AI & Law: Open Court Records And AI

Image for post
Image for post
More open access to court records is needed, including for boosting AI in the law

by Dr. Lance B. Eliot

For a free podcast of this article, visit this link https://ai-law.libsyn.com/website or find our AI & Law podcast series on Spotify, iTunes, iHeartRadio, plus on other audio services. For the latest trends about AI & Law, visit our website www.ai-law.legal

Key briefing points about this article:

  • There are strident calls for greater open access to court records
  • Doing so will provide vital data needed for holistic policy analyses of justice
  • Another important use would aid in bolstering the advent of AI in the law
  • AI that utilizes Machine Learning requires extensive data to be suitably trained
  • Via plentiful access to court data the efforts to devise AI Legal Reasoning would be aided

Introduction

Court records in the United States are not as readily accessible as one might assume. In a sense, there is an abundant amount of friction that prevents a full semblance of openness to court records. Various potential opportunities to better understand our system of justice and proffer modifications or enhancements are presumably being stymied.

There has been an increasing widespread call for enabling greater open access to court records of the US justice system. Despite court records generally being considered within the public domain, it is a bridge to far to presume that those archives are sufficiently available. The rub according to those making such a clamor is that there are excessive financial and technical obstacles in the way of readily being able to get access to the vast corpus (see Science, July 10, 2020, on “How to build a more open justice system”).

Those expressing these concerns point to the onerous fact that federal court records are typically charged at about ten cents per printed page to access a case online. Though ten cents seems like a minuscule amount, if you were to multiply that dime by the likely hundreds or thousands of possible pages in a protracted case, and then multiply that by hundreds of thousands of cases nationwide, the final tab to obtain any large-scale set of court records is undoubtedly in a sky-high costly range.

Yet another significant hurdle is that court records are oftentimes in varying formats and structured unalike, meaning that even if a sizable set is purchased, trying to rationalize and align the obtained data can be burdensome and exacerbate the cost of trying to sift through them.

Critics of this status quo are apt to vehemently argue that the barriers of access to court records woefully undercuts the availability of vital data needed for holistic policy analyses of justice in America. If the bleak situation were rectified, doing so would inevitably improve the practice of law and further enhance the overall administration of justice.

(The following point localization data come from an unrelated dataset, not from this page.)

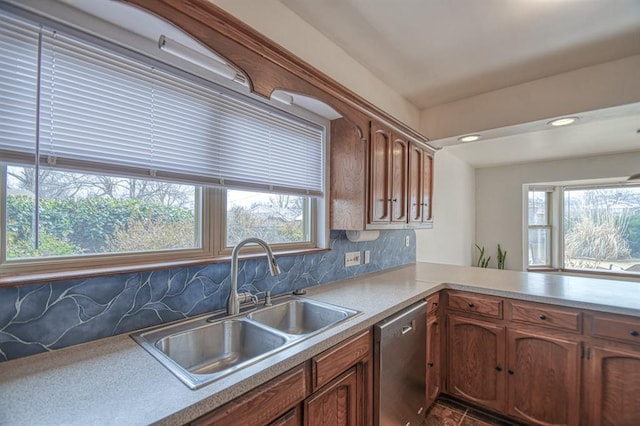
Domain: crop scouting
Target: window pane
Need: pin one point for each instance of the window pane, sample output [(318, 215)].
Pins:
[(538, 208), (275, 218), (602, 229), (539, 247), (81, 214)]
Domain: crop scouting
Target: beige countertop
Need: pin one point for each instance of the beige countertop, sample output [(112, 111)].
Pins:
[(115, 381)]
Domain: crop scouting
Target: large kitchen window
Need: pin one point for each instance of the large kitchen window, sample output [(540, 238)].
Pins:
[(109, 158), (598, 228)]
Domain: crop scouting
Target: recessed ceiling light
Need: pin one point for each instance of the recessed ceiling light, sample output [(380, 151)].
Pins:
[(469, 138), (565, 121)]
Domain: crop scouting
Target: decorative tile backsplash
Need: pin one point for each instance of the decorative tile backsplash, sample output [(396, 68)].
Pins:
[(45, 317)]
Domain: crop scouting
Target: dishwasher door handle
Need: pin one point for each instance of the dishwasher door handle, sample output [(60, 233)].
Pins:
[(407, 328)]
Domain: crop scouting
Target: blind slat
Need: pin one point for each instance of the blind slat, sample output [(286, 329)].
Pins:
[(100, 110)]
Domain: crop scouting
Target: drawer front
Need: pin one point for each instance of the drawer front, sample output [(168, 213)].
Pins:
[(546, 317), (480, 305), (262, 405), (335, 361), (624, 329)]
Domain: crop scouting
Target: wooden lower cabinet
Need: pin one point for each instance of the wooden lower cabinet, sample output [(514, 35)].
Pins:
[(339, 392), (543, 378), (336, 404), (476, 361), (292, 417), (612, 385), (434, 356)]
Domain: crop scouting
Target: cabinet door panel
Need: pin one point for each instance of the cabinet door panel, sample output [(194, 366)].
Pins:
[(399, 154), (476, 360), (427, 188), (613, 387), (434, 359), (292, 418), (543, 378), (416, 159), (336, 404), (380, 175)]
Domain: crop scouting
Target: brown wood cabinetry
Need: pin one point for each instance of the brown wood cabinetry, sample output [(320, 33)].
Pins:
[(383, 181), (543, 378), (264, 404), (420, 185), (340, 392), (552, 365), (434, 349), (612, 386), (336, 404), (388, 179), (476, 361)]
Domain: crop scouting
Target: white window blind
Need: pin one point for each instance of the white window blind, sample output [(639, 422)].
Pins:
[(105, 112), (18, 89)]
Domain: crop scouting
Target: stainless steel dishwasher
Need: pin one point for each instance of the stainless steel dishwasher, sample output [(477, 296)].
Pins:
[(399, 367)]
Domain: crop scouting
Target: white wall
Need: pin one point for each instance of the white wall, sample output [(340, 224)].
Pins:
[(498, 195), (451, 238), (280, 24)]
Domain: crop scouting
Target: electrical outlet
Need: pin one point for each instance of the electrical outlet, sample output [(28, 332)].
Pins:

Attorneys using any of the numerous commercial legal services entities that have already procured and downloaded various court records might contend that there is no need to seek out the records directly from the federal government since instead, you can get those records from those paid services. Though this path might to some degree ameliorate the formatting issues, it typically does not resolve the cost-related barriers.

There are encouraging signs of open source alternatives that tend to use crowdsourcing as a means of establishing databases of court records that are then made essentially free to access, supported at times by generous donors or sometimes via ad-based sponsors, but those datasets are not necessarily considered at a large enough scale, plus their sustainability is not relatively assured as those entities continually grapple to keep their aspirational projects afloat.

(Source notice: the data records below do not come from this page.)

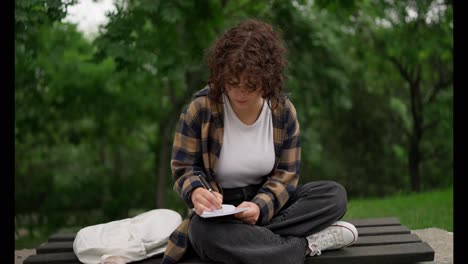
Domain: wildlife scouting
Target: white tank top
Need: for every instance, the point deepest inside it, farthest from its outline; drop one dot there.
(248, 152)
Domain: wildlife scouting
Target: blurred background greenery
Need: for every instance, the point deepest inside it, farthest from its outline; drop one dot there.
(94, 118)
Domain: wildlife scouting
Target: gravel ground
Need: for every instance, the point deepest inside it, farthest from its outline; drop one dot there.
(440, 240)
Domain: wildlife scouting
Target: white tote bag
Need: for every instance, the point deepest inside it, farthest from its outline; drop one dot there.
(126, 240)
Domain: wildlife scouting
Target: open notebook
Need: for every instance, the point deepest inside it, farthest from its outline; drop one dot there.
(228, 209)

The oft-cited solution to the entire matter involves getting Congress to repeal the laws that authorize the judiciary to charge fees for access to court records.

Be forewarned, a tide of controversy muddies this straightforward proposal and centers on the root of most issues, the money involved. It turns out that those paid-for court record access fees are relatively substantial when totaled up. Estimates suggest on the order of $145 million in the fiscal year 2019 alone was derived from fees as part of the federal judiciary budget, and so the question immediately arises as to what funding would be newly surfaced to then plug the gap after making those court records available for free going forward.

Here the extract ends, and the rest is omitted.